Furthermore, randomizing permutations and bootstrapping were executed (1000 iterations each) to determine the statistical significance of each PLS-LV (indicated as FWE-corrected P-value) and the relative salience/importance of each original variable, respectively25. For each data feature, the bootstrapping ratio was calculated as its original model weight divided by its standard error across the bootstrapping iterations. Confidence intervals (CI) were also examined to ensure the robustness of salience/importance from each variable. Finally, in order to quantify which modalities were contributing the most to the imaging-clinical covariance, the mean contribution of each modality, which was normalized by the number of influential features within the modality, was calculated.

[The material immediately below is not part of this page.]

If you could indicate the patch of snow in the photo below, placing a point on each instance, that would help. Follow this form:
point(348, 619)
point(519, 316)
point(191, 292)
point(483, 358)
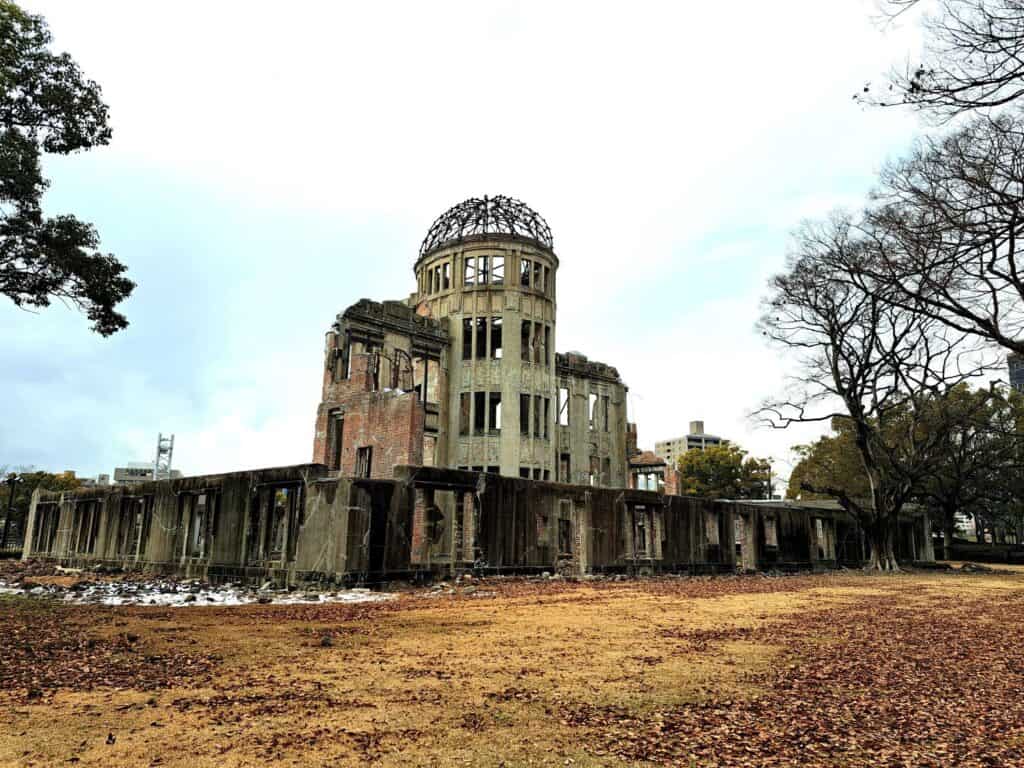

In the second analysis (Fig. 1 bottom), we analyzed the multivariate relationship between the treatment-induced changes in all imaging features (changes from baseline to month-4) and the clinical outcomes. For each brain region and imaging feature, the treatment-induced changes were calculated as the difference between the individual values at month-4 and at baseline (i.e. featuremonth 4 – featurebaseline), standardizing them across all subjects to have zero mean and standard deviation one. For clinical variables, the same treatment outcomes and covariables were used and all the parameters remained the same. Similarly that for the first analysis, randomizing permutations and bootstrapping were executed (1000 iterations each) to determine the statistical significance of each PLS-LV and the relative salience/importance of each original variable on the obtained multivariate patterns, respectively25. All the analysis were performed with in-house Matlab codes and the imaging features were visualized with BrainNet63.